Local Man Can’t Even Have Little Bump Before Driving To Work Anymore


“Let it be on the government’s head if I fall asleep at the wheel,” said local man Derek Tolsel upon hearing the news that motorists involved in traffic accidents will be made do a mandatory drug test from this weekend.

Tolsel is one of many motorists who will now have abstain from cocaine and other stimulants to help function during everyday life thanks to ridiculous new laws aimed to further take the fun out of driving.

“I’m more focused after a breakfast bump. What if I crash now from tiredness while dropping the kids off at school? Whose fault is it then?” put the father-of-three, “Another money racket is all it is!”

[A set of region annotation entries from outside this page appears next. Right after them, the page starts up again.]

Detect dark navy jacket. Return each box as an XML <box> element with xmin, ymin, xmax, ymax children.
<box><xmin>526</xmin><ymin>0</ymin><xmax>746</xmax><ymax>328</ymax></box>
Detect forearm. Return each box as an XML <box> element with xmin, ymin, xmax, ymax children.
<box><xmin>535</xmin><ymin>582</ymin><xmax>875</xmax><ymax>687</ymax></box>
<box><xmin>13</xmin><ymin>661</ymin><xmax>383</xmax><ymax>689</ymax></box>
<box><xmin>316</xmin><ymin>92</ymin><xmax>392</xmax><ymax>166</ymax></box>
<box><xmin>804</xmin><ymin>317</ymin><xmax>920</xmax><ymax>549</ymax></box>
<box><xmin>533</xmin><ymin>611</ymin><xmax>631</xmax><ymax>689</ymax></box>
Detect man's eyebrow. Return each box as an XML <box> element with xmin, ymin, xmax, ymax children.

The new measures, which will take effect from Friday, are being introduced by Minister of Transport and Goodie Two Shoes Jack Chambers, who obviously has no idea of the number of people in Ireland able to drive perfectly fine on cocaine and other drugs.

“The fact that some drunk driver can slam into me, yet I get tested and done for cocaine is just typical Ireland,” another part-time father, full-time user told WWN.

An additional 10,000 Drugwipe test kits were purchased earlier this year to facilitate the new rules, with gardaí insisting they won’t invent fake testing numbers to make stats look good as was done during the breathalyzer scandal.

It is understood the new tests will not work on politicians, judges or senior members and players from the GAA.

Meanwhile, Google has confirmed a huge spike in the number of people searching how to flush cocaine from your system in 5 seconds.